Analytic Gaussian Mixture

Overview

This benchmark consists of an analytically defined PDF \(\pi : \mathbb{R}^2 \rightarrow \mathbb{R}\) consisting of a Gaussian mixture.

Authors

• Linus Seelinger

Run

docker run -it -p 4243:4243 linusseelinger/benchmark-analytic-gaussian-mixture

Properties

Model	Description
posterior	Posterior density

posterior

Mapping	Dimensions	Description
input	[2]	2D coordinates \(x \in \mathbb{R}^2\)
output	[1]	Log PDF \(\pi\) evaluated at \(x\)

Feature	Supported
Evaluate	True
Gradient	True
ApplyJacobian	True
ApplyHessian	False

Config	Type	Default	Description
None

Mount directories

Mount directory	Purpose
None

Source code

Model sources here.

Description

Let \(X_1 \sim \mathcal{N}(\begin{pmatrix} -1.5 \\ -1.5 \end{pmatrix}, 0.8 I)\), \(X_2 \sim \mathcal{N}(\begin{pmatrix} 1.5 \\ 1.5 \end{pmatrix}, 0.8 I)\), \(X_3 \sim \mathcal{N}(\begin{pmatrix} -2 \\ 2 \end{pmatrix}, 0.5 I)\).

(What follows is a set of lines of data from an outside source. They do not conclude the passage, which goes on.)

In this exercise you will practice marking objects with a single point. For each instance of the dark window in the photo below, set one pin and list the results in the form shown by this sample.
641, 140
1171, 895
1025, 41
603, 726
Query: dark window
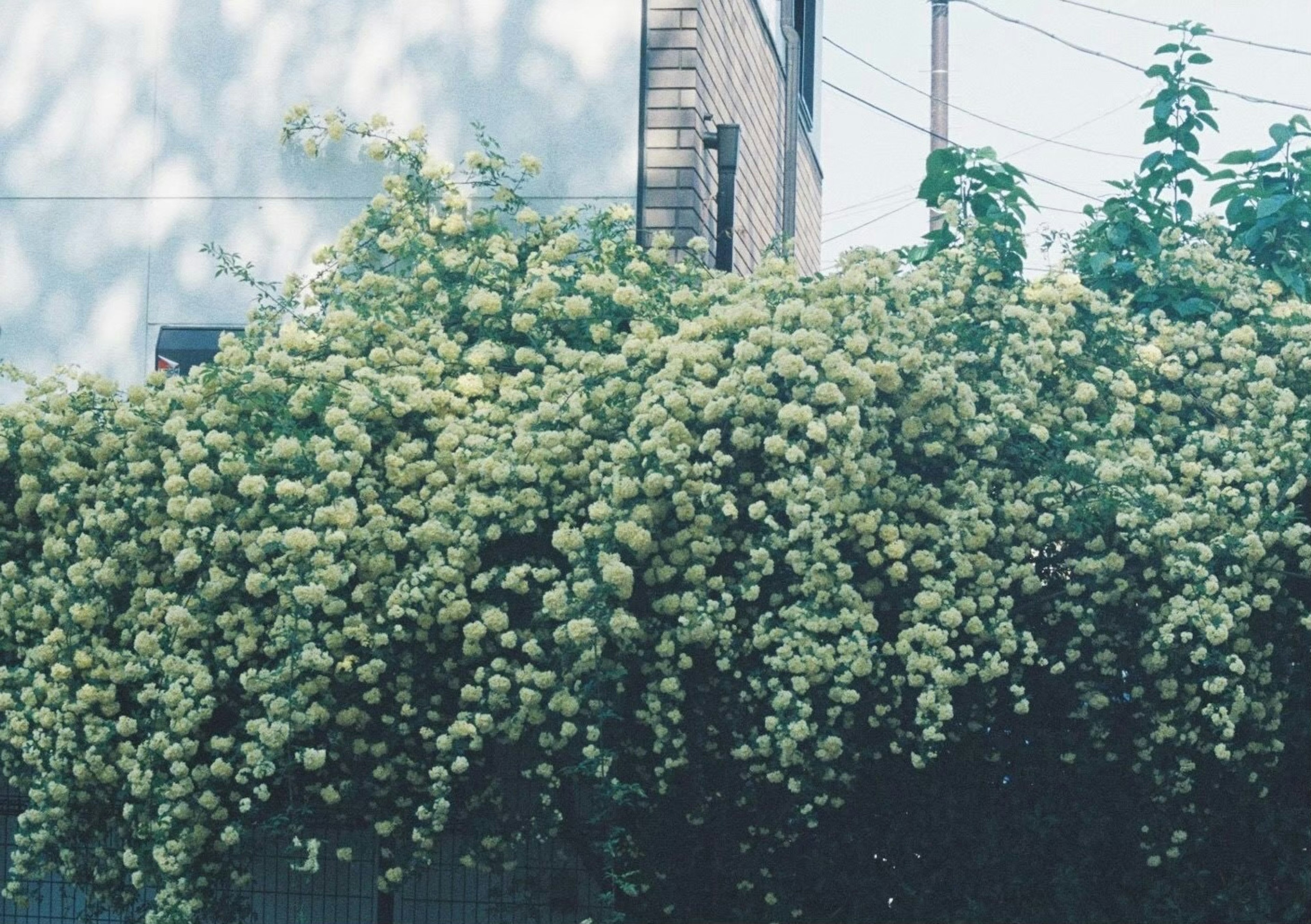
804, 22
179, 349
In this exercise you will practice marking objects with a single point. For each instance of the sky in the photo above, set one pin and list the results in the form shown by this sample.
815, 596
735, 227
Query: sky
1013, 75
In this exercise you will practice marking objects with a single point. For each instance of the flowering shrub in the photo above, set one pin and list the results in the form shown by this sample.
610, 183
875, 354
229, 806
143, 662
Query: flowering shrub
492, 507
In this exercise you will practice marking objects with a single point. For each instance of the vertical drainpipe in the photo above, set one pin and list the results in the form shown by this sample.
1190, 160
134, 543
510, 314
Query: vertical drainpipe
643, 84
791, 118
725, 141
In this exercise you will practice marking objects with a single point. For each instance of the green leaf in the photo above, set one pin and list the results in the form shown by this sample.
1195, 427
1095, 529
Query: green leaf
1201, 98
1158, 133
1271, 205
1243, 156
1228, 192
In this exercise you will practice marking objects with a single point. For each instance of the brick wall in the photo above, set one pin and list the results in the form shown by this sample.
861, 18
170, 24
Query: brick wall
710, 62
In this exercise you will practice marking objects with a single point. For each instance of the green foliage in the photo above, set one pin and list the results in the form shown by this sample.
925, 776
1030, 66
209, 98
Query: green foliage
1268, 205
1125, 231
978, 189
914, 592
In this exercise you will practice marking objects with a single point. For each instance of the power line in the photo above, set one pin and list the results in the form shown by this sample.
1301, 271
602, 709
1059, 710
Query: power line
866, 225
875, 200
1170, 25
927, 131
1122, 61
884, 197
983, 118
1052, 36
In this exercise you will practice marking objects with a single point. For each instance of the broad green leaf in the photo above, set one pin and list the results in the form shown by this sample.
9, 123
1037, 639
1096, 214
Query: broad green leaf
1272, 205
1201, 98
1228, 192
1266, 154
1157, 133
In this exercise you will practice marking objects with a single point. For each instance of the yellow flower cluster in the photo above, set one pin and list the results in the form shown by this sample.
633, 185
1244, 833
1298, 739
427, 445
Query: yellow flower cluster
476, 510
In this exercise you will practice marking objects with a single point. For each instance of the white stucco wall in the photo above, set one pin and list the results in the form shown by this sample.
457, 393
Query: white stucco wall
133, 131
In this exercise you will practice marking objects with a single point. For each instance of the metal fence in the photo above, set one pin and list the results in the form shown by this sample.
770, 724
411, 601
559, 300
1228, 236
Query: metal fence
547, 885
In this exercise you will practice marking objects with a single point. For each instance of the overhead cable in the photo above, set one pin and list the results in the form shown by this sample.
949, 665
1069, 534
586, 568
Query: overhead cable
981, 118
1249, 98
933, 134
1170, 25
866, 225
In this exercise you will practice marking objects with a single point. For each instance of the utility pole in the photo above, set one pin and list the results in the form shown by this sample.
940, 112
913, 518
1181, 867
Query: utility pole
938, 92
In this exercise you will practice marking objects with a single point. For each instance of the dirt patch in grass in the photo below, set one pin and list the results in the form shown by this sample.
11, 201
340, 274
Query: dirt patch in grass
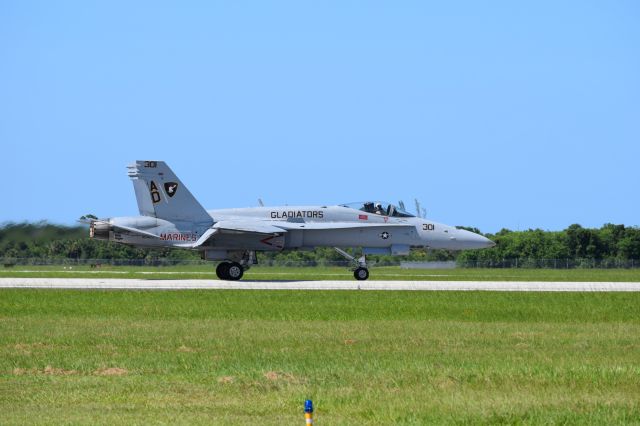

Denote by \(f_{X_1}, f_{X_2}, f_{X_3}\) the corresponding PDFs.

The PDF \(\pi\) is then defined as

\[ \pi(x) := \sum_{i=1}^3 f_{X_i}(x), \]

and the benchmark outputs \(\log(\pi(x))\).

This distribution is inspired by Chi Feng’s excellent online mcmc-demo.